In October, 2007, The Lyme Forest Fund (“LFF”) closed on 125,310 acres of timber interests on the Cumberland Plateau in northeastern Tennessee. The properties are part of a landscape scale mosaic of private working forests and public land including the Frozen Head State Park and the Royal Blue Wildlife Management Area and are located in Scott, Campbell, Anderson and Morgan Counties.

The timber is Appalachian hardwood with oak species (chestnut, white, red, scarlet, and black) representing approximately 45% of the sawtimber volume. Yellow poplar represents another 25% with sugar and red maple each making up another 5%. Other species of interest include hickory, black cherry, white ash, and beech.

This deal is part of a larger public-private partnership involving LFF, another timberland investor, the State of Tennessee and The Nature Conservancy (TNC). State funding came from an $82 million bond initiative for land protection proposed by Governor Phil Bredesen and passed by the Tennessee legislature.

Public interest in these forests is driven by their conservation and recreational value. The area’s forests provide important watershed protection for numerous downstream communities and are popular outdoor recreation destinations. Scientists have ranked the Cumberland Plateau as a globally significant area for its diversity of plant and animal species.

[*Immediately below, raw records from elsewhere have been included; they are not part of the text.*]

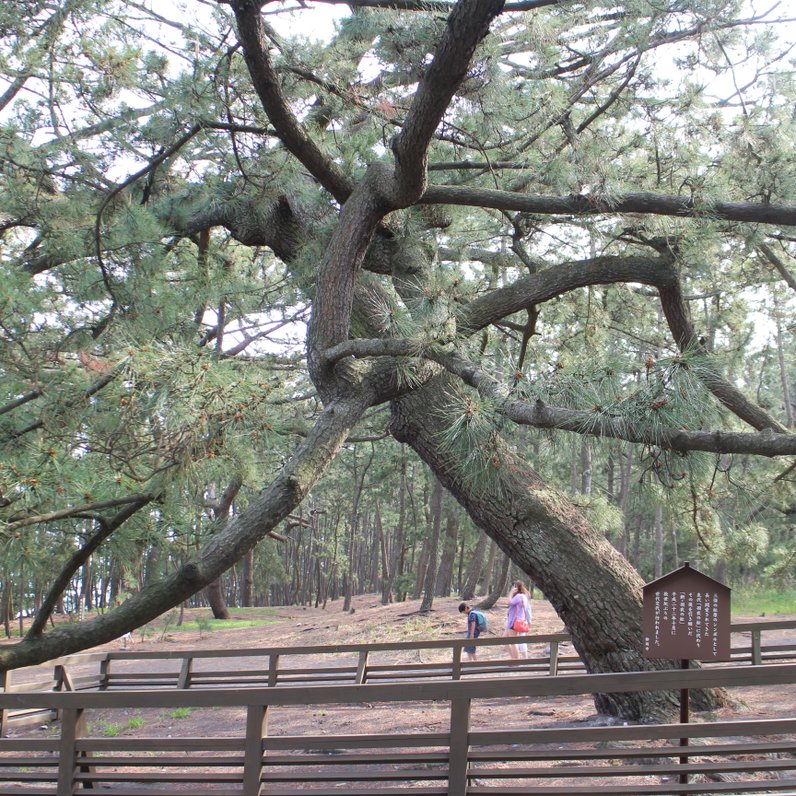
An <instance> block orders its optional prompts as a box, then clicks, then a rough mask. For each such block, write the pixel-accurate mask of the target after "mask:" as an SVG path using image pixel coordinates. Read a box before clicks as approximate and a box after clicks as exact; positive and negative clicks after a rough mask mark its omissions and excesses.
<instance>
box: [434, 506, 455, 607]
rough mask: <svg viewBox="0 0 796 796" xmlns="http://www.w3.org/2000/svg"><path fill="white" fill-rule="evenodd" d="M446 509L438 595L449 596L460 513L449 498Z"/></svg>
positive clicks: (436, 590) (451, 582)
mask: <svg viewBox="0 0 796 796" xmlns="http://www.w3.org/2000/svg"><path fill="white" fill-rule="evenodd" d="M446 503H447V510H446V511H445V536H444V540H443V543H442V556H441V558H440V561H439V571H438V572H437V586H436V594H437V597H448V596H449V595H450V593H451V590H452V585H453V563H454V561H455V560H456V549H457V542H458V540H459V515H458V513H457V511H456V506H455V504H454V503H453V501H452V500H451V498H448V500H447V501H446Z"/></svg>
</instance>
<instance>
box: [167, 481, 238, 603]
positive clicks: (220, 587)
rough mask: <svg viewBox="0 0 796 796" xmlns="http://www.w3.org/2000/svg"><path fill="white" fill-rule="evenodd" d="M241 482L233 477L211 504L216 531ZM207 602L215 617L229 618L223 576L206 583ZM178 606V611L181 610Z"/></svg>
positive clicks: (230, 504)
mask: <svg viewBox="0 0 796 796" xmlns="http://www.w3.org/2000/svg"><path fill="white" fill-rule="evenodd" d="M241 486H243V482H242V481H241V480H240V479H239V478H233V479H232V480H231V481H230V482H229V484H227V487H226V489H225V490H224V491H223V492H222V493H221V495H220V497H219V498H218V501H217V502H216V504H215V505H214V506H213V519H214V520H215V521H216V523H218V530H217V531H216V532H217V533H218V531H220V530H222V529H223V528H224V527H225V526H226V524H227V520H228V519H229V513H230V511H231V510H232V502H233V501H234V500H235V497H236V496H237V494H238V492H240V488H241ZM205 594H206V596H207V602H208V603H209V604H210V610H211V611H212V612H213V617H214V618H215V619H229V618H230V613H229V608H228V607H227V602H226V600H225V599H224V579H223V576H222V577H220V578H217V579H216V580H215V581H214V582H213V583H210V584H208V586H207V588H206V589H205ZM182 610H183V609H182V606H180V611H182Z"/></svg>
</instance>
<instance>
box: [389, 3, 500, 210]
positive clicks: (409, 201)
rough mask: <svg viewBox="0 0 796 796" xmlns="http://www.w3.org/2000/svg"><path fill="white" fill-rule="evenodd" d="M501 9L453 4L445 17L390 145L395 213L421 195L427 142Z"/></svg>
mask: <svg viewBox="0 0 796 796" xmlns="http://www.w3.org/2000/svg"><path fill="white" fill-rule="evenodd" d="M503 3H504V0H459V2H458V3H456V6H455V7H454V9H453V11H452V12H451V14H450V16H449V17H448V23H447V25H446V27H445V32H444V33H443V35H442V39H441V40H440V42H439V45H438V46H437V48H436V51H435V53H434V59H433V60H432V62H431V64H430V65H429V67H428V70H427V71H426V73H425V75H424V76H423V79H422V80H421V81H420V85H419V86H418V89H417V91H416V92H415V95H414V97H413V98H412V104H411V105H410V106H409V111H408V112H407V114H406V119H405V121H404V126H403V129H402V130H401V132H400V133H399V134H398V135H397V136H396V137H395V138H394V139H393V142H392V151H393V155H394V156H395V178H396V183H397V184H396V194H397V195H396V197H395V198H394V200H393V202H394V205H395V206H396V207H406V206H408V205H409V204H412V203H414V202H415V201H416V200H417V199H418V197H420V195H421V194H422V193H423V190H424V188H425V182H426V176H427V168H426V167H427V157H428V147H429V143H430V142H431V138H432V136H433V135H434V131H435V130H436V129H437V125H439V123H440V121H441V120H442V116H443V114H444V113H445V111H446V110H447V109H448V106H449V105H450V102H451V99H453V95H454V93H455V92H456V90H457V89H458V87H459V85H460V84H461V82H462V80H463V79H464V77H465V75H466V74H467V69H468V68H469V66H470V60H471V59H472V57H473V54H474V53H475V48H476V47H477V46H478V44H479V43H480V42H481V40H482V39H483V38H484V37H485V36H486V35H487V33H488V32H489V26H490V24H491V23H492V20H493V19H494V18H495V17H496V16H497V15H498V14H499V13H500V12H501V10H502V9H503Z"/></svg>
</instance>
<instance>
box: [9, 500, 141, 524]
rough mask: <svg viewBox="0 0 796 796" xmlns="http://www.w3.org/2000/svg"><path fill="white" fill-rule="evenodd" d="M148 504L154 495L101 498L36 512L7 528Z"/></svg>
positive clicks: (14, 523) (39, 522) (34, 523)
mask: <svg viewBox="0 0 796 796" xmlns="http://www.w3.org/2000/svg"><path fill="white" fill-rule="evenodd" d="M142 500H143V501H144V503H143V504H142V505H146V504H147V503H149V502H151V501H152V500H154V496H153V495H149V494H144V495H128V496H127V497H122V498H113V499H112V500H99V501H95V502H94V503H85V504H84V505H82V506H72V507H71V508H67V509H58V511H49V512H47V513H46V514H34V515H32V516H30V517H23V518H22V519H19V520H11V521H10V522H7V523H6V524H5V530H7V531H13V530H16V529H17V528H26V527H28V526H29V525H37V524H38V523H41V522H54V521H55V520H63V519H66V518H67V517H77V516H80V515H85V514H87V513H88V512H94V511H100V510H101V509H110V508H116V506H126V505H127V504H128V503H132V504H133V505H135V504H138V503H141V501H142Z"/></svg>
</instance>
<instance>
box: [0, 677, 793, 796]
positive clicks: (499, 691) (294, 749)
mask: <svg viewBox="0 0 796 796" xmlns="http://www.w3.org/2000/svg"><path fill="white" fill-rule="evenodd" d="M794 684H796V664H772V665H770V666H755V667H749V666H736V665H729V666H715V667H710V668H705V669H700V670H685V671H684V670H682V669H675V670H670V671H661V672H643V673H642V672H637V673H623V674H598V675H585V674H569V675H561V676H559V677H538V676H536V677H534V676H531V677H528V676H518V677H508V678H507V677H502V678H482V679H471V680H459V681H454V680H447V681H436V682H430V681H418V682H415V683H414V684H413V685H412V687H411V688H407V687H406V684H404V683H387V684H385V683H378V684H377V683H371V684H353V685H316V686H310V687H307V686H285V687H280V688H273V687H271V688H269V687H265V688H242V689H225V690H221V689H218V688H209V689H208V688H197V689H171V690H167V689H151V690H135V691H122V690H119V691H72V692H59V693H53V692H39V693H6V694H0V709H4V710H7V709H21V710H40V709H46V710H57V711H58V712H59V714H60V716H61V721H60V729H59V733H58V734H57V735H56V734H53V735H51V736H49V737H46V738H35V737H30V738H25V737H18V738H3V739H0V796H10V795H11V794H27V796H31V795H34V796H35V795H36V794H49V795H50V796H53V795H54V796H74V794H79V793H83V792H85V791H86V790H88V789H90V788H93V789H97V788H102V789H103V792H107V793H110V794H112V796H143V794H149V795H150V796H173V795H174V794H179V793H190V794H193V796H203V795H204V794H207V796H298V795H299V794H301V795H302V796H332V794H334V795H335V796H338V794H346V795H351V794H359V795H360V796H365V795H366V794H367V795H368V796H391V795H394V794H407V796H409V794H426V796H432V795H433V796H442V795H443V794H444V795H445V796H482V795H483V796H509V794H547V795H548V796H554V795H557V796H571V795H573V794H587V793H595V792H603V793H612V794H621V793H627V794H637V795H639V796H640V795H641V794H670V795H671V796H674V795H675V794H734V795H735V796H741V795H742V794H754V793H790V794H794V793H796V718H794V717H786V718H778V719H767V720H755V721H749V720H747V721H711V720H708V721H701V722H700V723H695V724H687V725H681V724H662V725H661V724H652V725H627V726H602V727H594V726H589V727H563V728H539V729H526V728H523V729H520V730H517V729H508V728H502V727H501V728H498V729H494V728H492V727H490V726H486V727H484V726H481V725H483V723H484V716H485V713H484V711H483V710H482V708H483V706H484V704H485V703H486V704H488V705H489V706H490V707H494V705H495V704H496V702H501V701H504V700H515V703H516V699H517V698H522V699H523V703H524V704H528V703H532V701H533V700H534V699H541V698H547V697H551V696H578V695H588V694H592V693H597V692H599V693H620V692H637V691H659V690H665V691H675V692H676V691H678V690H680V689H683V688H690V689H698V688H712V687H719V686H723V687H726V688H733V687H739V686H742V687H744V688H749V687H753V686H777V687H779V688H782V689H784V688H793V687H794ZM515 703H512V702H509V703H508V704H515ZM374 704H379V705H386V706H387V707H388V708H389V710H390V716H391V717H394V718H391V720H390V727H391V731H389V732H383V731H381V732H379V731H371V732H368V731H367V730H368V729H369V726H370V722H369V718H368V716H369V710H370V708H371V707H372V706H373V705H374ZM347 706H355V707H354V708H351V707H347ZM321 707H323V709H324V710H327V711H329V712H334V711H335V710H339V709H343V708H345V709H346V710H349V711H350V710H355V711H356V713H357V715H358V719H357V718H356V717H355V721H354V722H353V724H354V726H356V727H357V729H358V730H363V731H361V732H358V733H357V734H343V733H335V734H334V735H326V734H322V733H321V732H310V733H296V732H295V729H294V727H295V712H293V713H291V710H292V711H295V710H296V709H304V710H308V709H311V710H318V709H320V708H321ZM179 708H183V709H186V708H192V709H214V708H224V709H225V710H237V711H239V715H240V721H239V729H240V732H239V733H237V734H234V735H232V736H230V737H207V738H200V737H187V738H179V737H167V738H163V737H159V738H155V737H148V738H126V737H122V736H119V737H103V736H102V734H101V732H100V731H99V730H98V729H96V728H94V725H93V722H90V721H89V717H90V716H91V715H93V711H100V710H101V711H103V714H102V715H104V716H107V715H109V714H110V715H115V714H116V713H118V715H119V718H120V719H122V718H123V717H124V716H125V715H128V713H126V712H129V711H131V710H136V711H145V710H148V709H155V710H160V711H164V710H167V711H168V710H172V711H173V710H176V709H179ZM408 708H411V709H412V715H413V716H415V719H414V721H415V722H416V715H417V710H418V709H421V710H426V711H429V713H434V715H437V716H440V715H442V716H447V722H446V724H447V728H446V729H443V730H442V731H436V732H430V731H425V730H423V729H418V728H417V727H416V726H413V724H412V722H411V721H410V722H407V721H403V720H402V716H403V715H404V713H405V711H406V710H407V709H408ZM476 714H477V715H480V716H481V719H478V718H477V715H476ZM236 715H237V714H236ZM347 715H348V714H347ZM56 726H58V725H56ZM377 729H378V728H377ZM684 739H688V745H687V746H686V745H683V743H684ZM595 782H599V786H595V784H594V783H595ZM606 783H607V784H606ZM95 792H96V790H95Z"/></svg>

The area harbors rare species of bats, salamanders, fish and plants. The landscape scale of the project is also critical for wide ranging species. Migratory songbirds are dependant on these forests, and bear and re-introduced elk are also found there. Habitat for the Cerulean warbler, a threatened species, was critical in identifying key forest tracts for conservation.

The timber interests purchased by LFF fall into three categories with a separate subsidiary entity established to own each:

1. The Lyme Tennessee Forest Company, LLC owns 24,606 acres of unencumbered fee simple land. This land was a lower conservation priority and did not attract conservation funding.

2. The Lyme Brimstone Forest Company, LLC owns 23,216 acres of lands encumbered by a working forest conservation easement held by the State of Tennessee. The easement prohibits any development, requires Lyme to be third-party certified to the Forest Stewardship Council’s (FSC) Appalachian Forest Standards, transfers all hunting and recreation rights to the state, creates a 5,000 acre “forest management exclusion zone” within the easement area, and limits future sub-division to no more than five components.

3. The Lyme Cumberland Forest Company, LLC owns 10 years of timber harvesting rights on 77,488 acres. This ownership is in the form of a Lease from the State of Tennessee which retained the perpetual timber rights and the surface estate. As with the easement encumbered property, the Lease requires the lands to be FSC certified and creates a 5,000 acre forest management exclusion zone in which timber harvesting is prohibited.